The government should move to form a 'Banking Enquiry Commission' immediately to address the problems and irregularities that are 'eating away' at Bangladesh's financial sector, says an expert.
"The core problem in our banking sector today is a lack of good governance," former Deputy Governor of Bangladesh Bank Khondkar Ibrahim Khaled told a function arranged Sunday in Dhaka on a BIBM Research Almanac focused on the state of banking in the country.
"This is obvious that the banking sector is not running well. The problems have already been pinpointed and it is high time to act," said Mr Khaled, who had led one of recent probe bodies on financial-sector scam, namely stock-market manipulation and debacle.
In this context, he mentioned that the Finance Minister had already said that he would not form a Banking Commission right now. "But even if that is not possible, a Banking Enquiry Commission, at the very least, should be formed," the former Deputy Governor of the central bank said.
"Having such a commission would help us to get out of the problems that are eating away at our banking sector," he told the technical session of the daylong programme organized by Bangladesh Institute of Bank Management or BIBM.
Earlier, during the inaugural session of the event, Finance Secretary Mohammad Muslim Chowdhury asked the banking sector to get ready for increased technological changes that would happen within the financial sector in the years ahead.
"Human interface is already getting minimized, and within five to ten years time, most of banking operations will shift from human interface to technological interface," the Finance Secretary told the meet.
He said the time has come to ponder whether the term banker will exist in the near future or not.
"In this context, there are needs for increased research in our banking arena on the fintech issue and its possible impact."
Afterwards, a series of keynote papers on various research topics conducted by BIBM were presented at the event, in the institution's bid to focus on variegated issues facing banks and on possible remedies.
In a keynote paper called "Sustainability Reporting Practices in Banks of Bangladesh", the researcher pointed out that out of total of 30 listed banks in Bangladesh, only 15 had made separate sustainability disclosure in their corporate annual reports in between 2011 and 2015.
In this context, researchers said that the central bank should give pragmatic policy and motivational support apart from confirming publication of report by all banks.
Another research paper on the status of Fund Transfer Pricing in the commercial banks of Bangladesh showed that around 58 per cent of the country's banks have no FTP policy.

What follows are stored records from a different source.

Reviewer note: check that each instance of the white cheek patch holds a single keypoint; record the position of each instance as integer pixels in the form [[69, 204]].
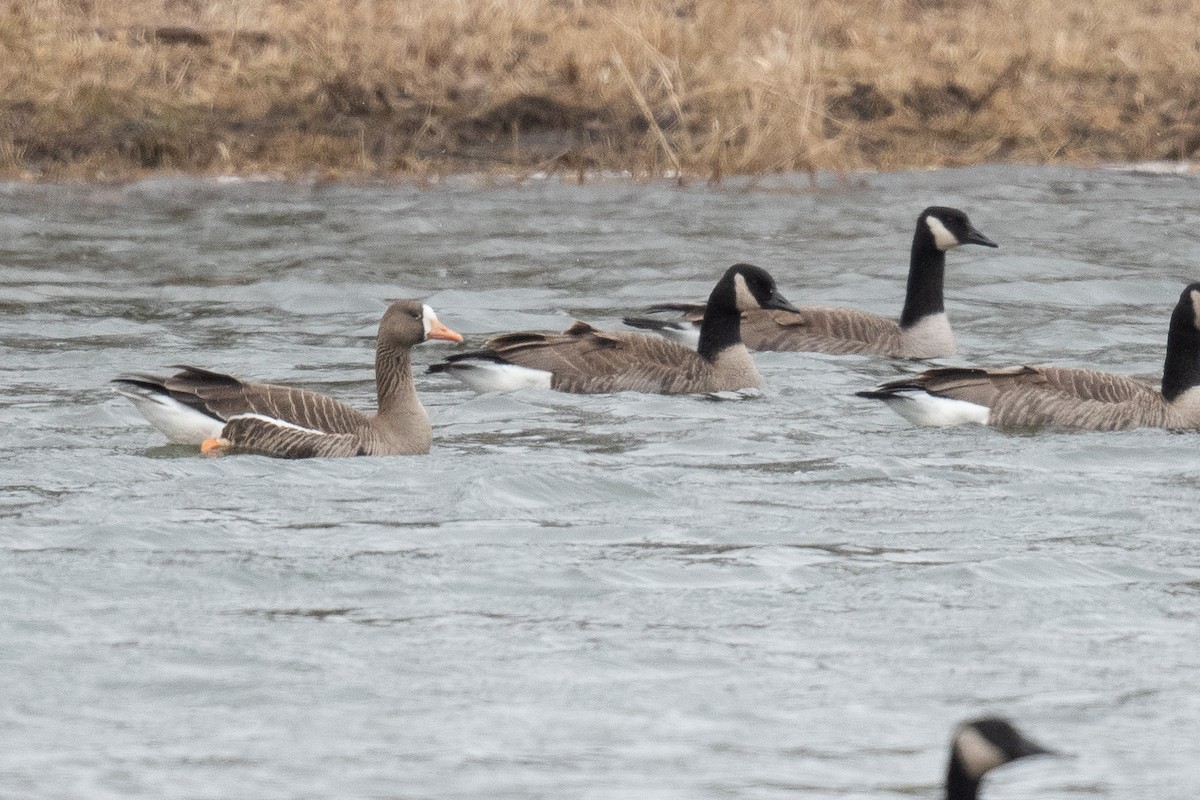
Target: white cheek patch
[[744, 298], [942, 236], [977, 753], [427, 319]]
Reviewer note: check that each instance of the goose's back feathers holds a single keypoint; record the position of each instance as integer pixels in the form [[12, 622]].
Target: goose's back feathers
[[838, 331], [216, 410], [1032, 397], [226, 397], [583, 359]]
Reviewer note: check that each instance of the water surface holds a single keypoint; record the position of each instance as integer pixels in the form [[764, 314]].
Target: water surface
[[586, 596]]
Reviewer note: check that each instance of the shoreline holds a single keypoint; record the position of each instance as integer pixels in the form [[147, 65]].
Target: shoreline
[[706, 89]]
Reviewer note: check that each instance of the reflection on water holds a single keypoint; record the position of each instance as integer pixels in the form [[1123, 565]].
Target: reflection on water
[[627, 595]]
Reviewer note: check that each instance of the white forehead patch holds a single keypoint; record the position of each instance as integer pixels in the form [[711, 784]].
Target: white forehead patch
[[744, 298], [942, 235], [978, 755], [427, 318]]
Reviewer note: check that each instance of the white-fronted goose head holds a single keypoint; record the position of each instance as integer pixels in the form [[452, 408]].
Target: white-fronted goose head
[[1037, 397], [583, 359], [219, 411], [979, 746], [923, 330]]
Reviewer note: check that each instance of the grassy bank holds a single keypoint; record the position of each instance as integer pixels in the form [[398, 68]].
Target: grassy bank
[[113, 89]]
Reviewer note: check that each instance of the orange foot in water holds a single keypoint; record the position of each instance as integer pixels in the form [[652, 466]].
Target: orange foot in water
[[214, 446]]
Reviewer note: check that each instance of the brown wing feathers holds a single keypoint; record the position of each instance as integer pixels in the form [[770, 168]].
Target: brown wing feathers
[[225, 396]]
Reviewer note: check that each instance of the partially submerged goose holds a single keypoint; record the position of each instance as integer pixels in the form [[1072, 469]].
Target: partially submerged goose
[[923, 330], [219, 411], [583, 359], [1036, 397], [979, 746]]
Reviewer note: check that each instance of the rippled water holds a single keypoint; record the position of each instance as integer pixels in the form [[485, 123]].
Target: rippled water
[[573, 596]]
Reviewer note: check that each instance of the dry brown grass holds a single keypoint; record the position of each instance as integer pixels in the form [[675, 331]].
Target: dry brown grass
[[113, 89]]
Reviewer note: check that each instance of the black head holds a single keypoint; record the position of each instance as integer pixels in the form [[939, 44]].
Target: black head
[[948, 228], [1181, 371], [982, 745], [745, 287]]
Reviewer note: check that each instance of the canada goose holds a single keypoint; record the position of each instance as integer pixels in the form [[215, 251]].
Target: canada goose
[[219, 411], [979, 746], [1035, 397], [583, 359], [923, 330]]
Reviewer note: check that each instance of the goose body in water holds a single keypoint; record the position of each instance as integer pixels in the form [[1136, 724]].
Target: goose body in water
[[220, 411], [923, 331], [585, 359], [1038, 397]]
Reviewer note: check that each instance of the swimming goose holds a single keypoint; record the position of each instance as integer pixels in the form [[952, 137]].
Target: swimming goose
[[979, 746], [923, 330], [583, 359], [219, 411], [1035, 397]]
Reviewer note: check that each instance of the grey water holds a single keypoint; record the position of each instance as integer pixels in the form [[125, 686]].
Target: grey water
[[795, 595]]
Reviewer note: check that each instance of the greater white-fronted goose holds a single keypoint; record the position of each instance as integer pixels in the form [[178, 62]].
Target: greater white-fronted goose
[[979, 746], [923, 330], [1037, 397], [583, 359], [219, 411]]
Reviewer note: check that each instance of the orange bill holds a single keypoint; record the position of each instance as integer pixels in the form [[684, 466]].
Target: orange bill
[[439, 331], [214, 445]]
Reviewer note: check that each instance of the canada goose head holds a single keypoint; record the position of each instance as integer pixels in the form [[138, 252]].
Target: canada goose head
[[979, 746], [411, 322], [1181, 371], [745, 287], [948, 228]]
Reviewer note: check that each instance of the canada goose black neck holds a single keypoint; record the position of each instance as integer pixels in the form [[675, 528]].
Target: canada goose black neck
[[721, 328], [927, 275], [1181, 370], [744, 287], [959, 783], [979, 746], [939, 229]]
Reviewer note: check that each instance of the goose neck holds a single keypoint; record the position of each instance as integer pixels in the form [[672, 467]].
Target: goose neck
[[927, 274]]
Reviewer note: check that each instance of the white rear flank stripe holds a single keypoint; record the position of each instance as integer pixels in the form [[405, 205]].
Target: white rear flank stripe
[[491, 377], [922, 408], [179, 422]]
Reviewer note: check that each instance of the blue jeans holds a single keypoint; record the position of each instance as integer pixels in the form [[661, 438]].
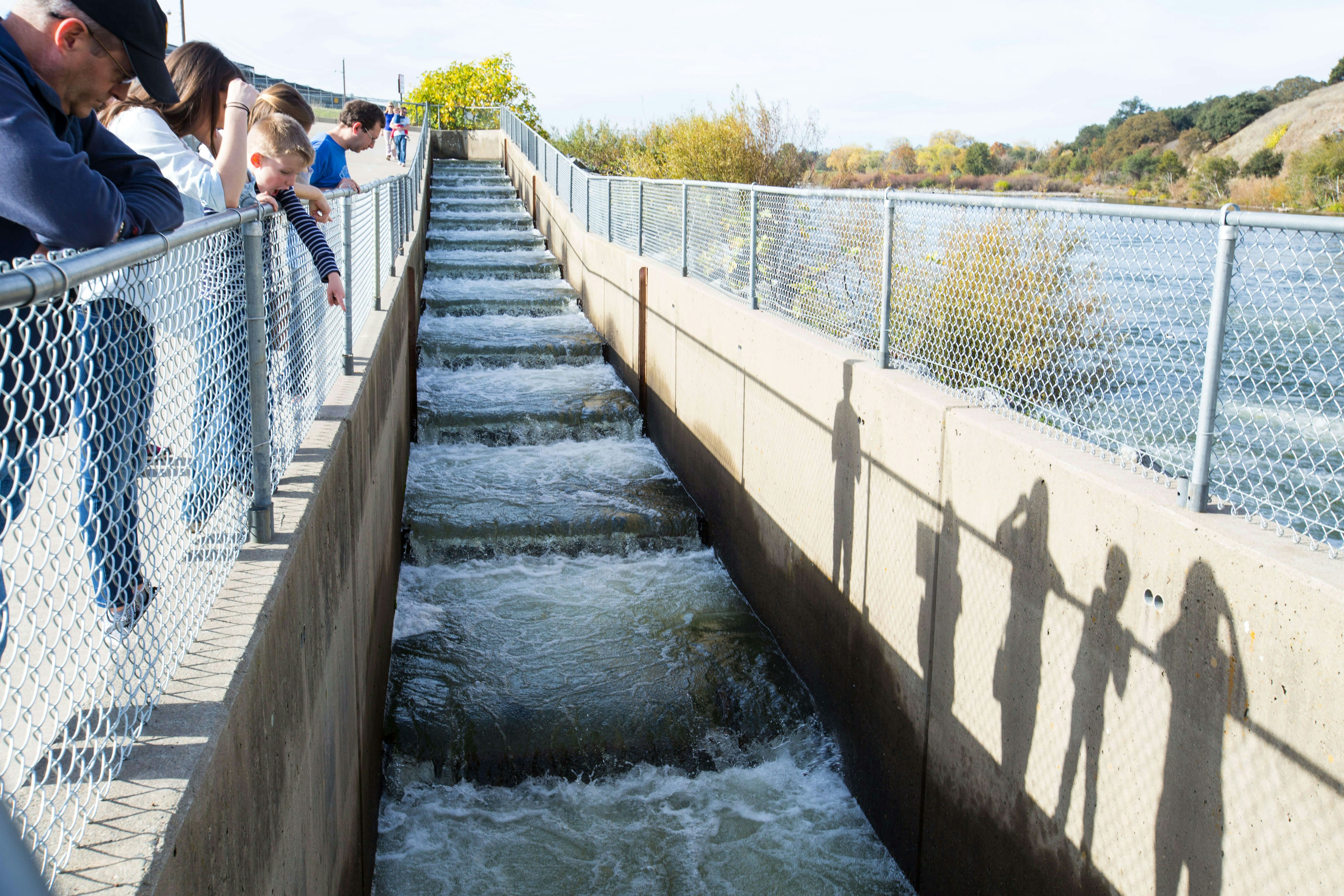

A faulty FTP methodology or a biased framework will send wrong signals by creating an unintended balance-sheet structure in the form of disproportionate mix of asset portfolios on the asset side and liquidity holes on the liability side, researchers said.
Therefore, banks in Bangladesh should implement matched maturity well-responsive FTP Framework by eliminating overreliance on offline systems requiring manual intervention and by revising the simplistic assumptions in the implementation of the FTP framework, they added.
In another keynote paper entitled 'Addressing Disaster Risk by Banks: Bangladesh Perspective', researchers showed that although Bangladesh is among the top five vulnerable countries on earth, the proportion of insured risks appeared to be even much lower than the Asian average.
In this context, they observed that a developed insurance market and attractive targeted insurance products might be the solution.
In addition, researchers at the event also identified a lack of board-level awareness about the magnitude of the impact of implementing Basel III as a challenge facing banks in Bangladesh.
"Basel-III requires the involvement of the senior management in the process of identification, evaluation and mitigation of risks," said a keynote paper titled 'Impact of Basel Accords in the Banking Sector of Bangladesh'.
"The senior management and the board members may use some sort of supervisory and monitoring techniques to ensure the technical and other executives are engaged in risk-mitigation activities and the board is satisfied with the action taken by them," it added.